Based on the “O” antigen of the organism, Shigella species is classified into four serogroups viz: serogroup A (S. dysenteriae), serogroup B (S. flexneri), serogroup C (S. boydii) and serogroup D (S. sonnei); and these serogroups contain different serotypes and sub-serotypes of Shigella. Shigella species are invasive bacteria that cause a range of gastrointestinal diseases (shigellosis) in humans. There are no animal reservoirs for Shigella species. The bacteria pathogen inhabits the intestinal tract of humans; and this makes the disease a strict human infection. S. dysenteriae is transmitted via the feacal-oral route especially through the consumption of contaminated water.
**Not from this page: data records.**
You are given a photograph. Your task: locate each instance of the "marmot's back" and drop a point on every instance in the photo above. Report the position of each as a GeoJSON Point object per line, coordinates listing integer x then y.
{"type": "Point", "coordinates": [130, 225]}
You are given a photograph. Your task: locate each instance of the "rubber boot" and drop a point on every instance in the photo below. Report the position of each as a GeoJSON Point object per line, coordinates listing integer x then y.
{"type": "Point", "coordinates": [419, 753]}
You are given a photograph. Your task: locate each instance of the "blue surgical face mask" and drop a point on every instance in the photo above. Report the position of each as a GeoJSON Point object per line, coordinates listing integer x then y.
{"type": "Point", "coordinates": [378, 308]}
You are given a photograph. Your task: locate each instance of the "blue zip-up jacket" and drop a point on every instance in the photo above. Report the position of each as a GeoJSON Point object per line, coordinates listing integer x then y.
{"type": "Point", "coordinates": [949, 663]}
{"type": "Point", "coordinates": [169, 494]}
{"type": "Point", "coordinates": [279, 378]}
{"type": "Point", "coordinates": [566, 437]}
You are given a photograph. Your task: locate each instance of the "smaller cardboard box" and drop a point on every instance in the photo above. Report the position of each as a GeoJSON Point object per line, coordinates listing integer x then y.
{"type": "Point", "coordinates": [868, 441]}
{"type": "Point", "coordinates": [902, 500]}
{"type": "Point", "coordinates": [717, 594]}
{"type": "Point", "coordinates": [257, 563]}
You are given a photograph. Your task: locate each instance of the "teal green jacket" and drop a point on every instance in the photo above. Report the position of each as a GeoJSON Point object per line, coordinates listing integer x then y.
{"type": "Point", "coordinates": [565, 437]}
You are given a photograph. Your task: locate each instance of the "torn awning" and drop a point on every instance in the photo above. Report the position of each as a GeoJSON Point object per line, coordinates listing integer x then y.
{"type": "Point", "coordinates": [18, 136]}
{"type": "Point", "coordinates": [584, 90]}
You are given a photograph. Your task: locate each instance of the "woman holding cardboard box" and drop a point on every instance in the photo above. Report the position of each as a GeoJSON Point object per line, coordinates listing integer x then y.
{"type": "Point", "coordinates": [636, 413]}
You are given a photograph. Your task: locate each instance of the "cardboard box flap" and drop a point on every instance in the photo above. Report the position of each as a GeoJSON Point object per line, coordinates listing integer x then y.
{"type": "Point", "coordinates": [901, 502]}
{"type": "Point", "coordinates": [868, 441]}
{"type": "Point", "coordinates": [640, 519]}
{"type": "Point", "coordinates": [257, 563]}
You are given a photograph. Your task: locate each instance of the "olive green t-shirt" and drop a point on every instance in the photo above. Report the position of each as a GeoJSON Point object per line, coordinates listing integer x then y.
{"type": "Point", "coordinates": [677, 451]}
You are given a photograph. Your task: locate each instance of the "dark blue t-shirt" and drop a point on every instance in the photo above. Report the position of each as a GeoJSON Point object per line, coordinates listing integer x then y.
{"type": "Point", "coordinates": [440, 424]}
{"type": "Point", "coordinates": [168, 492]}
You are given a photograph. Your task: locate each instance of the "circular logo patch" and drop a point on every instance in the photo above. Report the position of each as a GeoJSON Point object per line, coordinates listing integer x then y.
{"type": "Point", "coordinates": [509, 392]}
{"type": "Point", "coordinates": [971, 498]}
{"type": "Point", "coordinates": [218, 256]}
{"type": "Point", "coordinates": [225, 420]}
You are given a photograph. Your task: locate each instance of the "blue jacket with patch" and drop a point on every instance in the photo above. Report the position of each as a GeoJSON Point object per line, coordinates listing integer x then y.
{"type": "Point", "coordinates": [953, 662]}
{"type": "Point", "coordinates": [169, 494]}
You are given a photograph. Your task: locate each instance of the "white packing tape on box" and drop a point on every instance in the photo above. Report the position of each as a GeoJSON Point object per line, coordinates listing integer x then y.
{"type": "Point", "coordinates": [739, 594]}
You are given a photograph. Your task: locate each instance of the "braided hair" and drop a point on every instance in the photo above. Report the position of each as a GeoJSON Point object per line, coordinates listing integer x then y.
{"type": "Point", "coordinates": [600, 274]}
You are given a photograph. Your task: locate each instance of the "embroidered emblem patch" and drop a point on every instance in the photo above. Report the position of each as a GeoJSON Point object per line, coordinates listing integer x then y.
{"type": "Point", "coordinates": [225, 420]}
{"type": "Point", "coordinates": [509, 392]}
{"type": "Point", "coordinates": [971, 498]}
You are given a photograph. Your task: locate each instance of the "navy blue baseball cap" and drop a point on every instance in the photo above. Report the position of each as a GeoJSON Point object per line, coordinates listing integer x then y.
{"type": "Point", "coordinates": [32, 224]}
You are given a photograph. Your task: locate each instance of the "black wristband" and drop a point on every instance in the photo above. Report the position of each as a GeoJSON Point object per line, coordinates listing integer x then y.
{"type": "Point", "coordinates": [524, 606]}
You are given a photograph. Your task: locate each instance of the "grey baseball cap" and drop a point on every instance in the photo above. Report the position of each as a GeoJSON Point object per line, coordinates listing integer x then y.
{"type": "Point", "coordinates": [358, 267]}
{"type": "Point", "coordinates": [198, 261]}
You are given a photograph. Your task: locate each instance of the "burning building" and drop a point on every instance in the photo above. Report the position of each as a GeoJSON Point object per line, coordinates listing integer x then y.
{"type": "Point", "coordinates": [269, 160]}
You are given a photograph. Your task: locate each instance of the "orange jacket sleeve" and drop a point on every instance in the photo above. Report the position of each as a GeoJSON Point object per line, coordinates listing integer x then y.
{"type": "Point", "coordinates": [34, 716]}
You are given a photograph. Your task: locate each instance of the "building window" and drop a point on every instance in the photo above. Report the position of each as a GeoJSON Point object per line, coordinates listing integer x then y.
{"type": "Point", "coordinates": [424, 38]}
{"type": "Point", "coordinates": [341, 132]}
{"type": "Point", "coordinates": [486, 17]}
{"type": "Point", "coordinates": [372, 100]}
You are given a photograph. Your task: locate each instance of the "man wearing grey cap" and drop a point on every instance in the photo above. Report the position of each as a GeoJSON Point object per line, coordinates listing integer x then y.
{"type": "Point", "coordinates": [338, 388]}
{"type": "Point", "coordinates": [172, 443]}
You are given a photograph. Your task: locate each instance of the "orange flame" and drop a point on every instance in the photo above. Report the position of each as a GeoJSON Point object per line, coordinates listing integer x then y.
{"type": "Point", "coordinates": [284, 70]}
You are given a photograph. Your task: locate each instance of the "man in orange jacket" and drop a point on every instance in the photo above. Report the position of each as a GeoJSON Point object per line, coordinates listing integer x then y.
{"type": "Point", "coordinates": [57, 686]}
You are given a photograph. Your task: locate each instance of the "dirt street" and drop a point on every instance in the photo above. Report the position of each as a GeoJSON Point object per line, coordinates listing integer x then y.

Person-to-person transmission of the pathogen is also possible via faecally-contaminated hands or fingers. Other Shigella species (e.g., S. sonnei and S. flexneri) cause food-borne infections in humans, and these are usually transmitted via contaminated dairy products (e.g., egg) and other contaminated food or food products. Drinking and swimming in feacal-contaminated water or pool and the consumption of food contaminated with sewage or faecal matter of infected person’s aids the transmission of the pathogenic bacteria in human population. Waterborne or food borne infections due to Shigella can ensue in a defined human population when people fail to practice good personal and environmental hygiene.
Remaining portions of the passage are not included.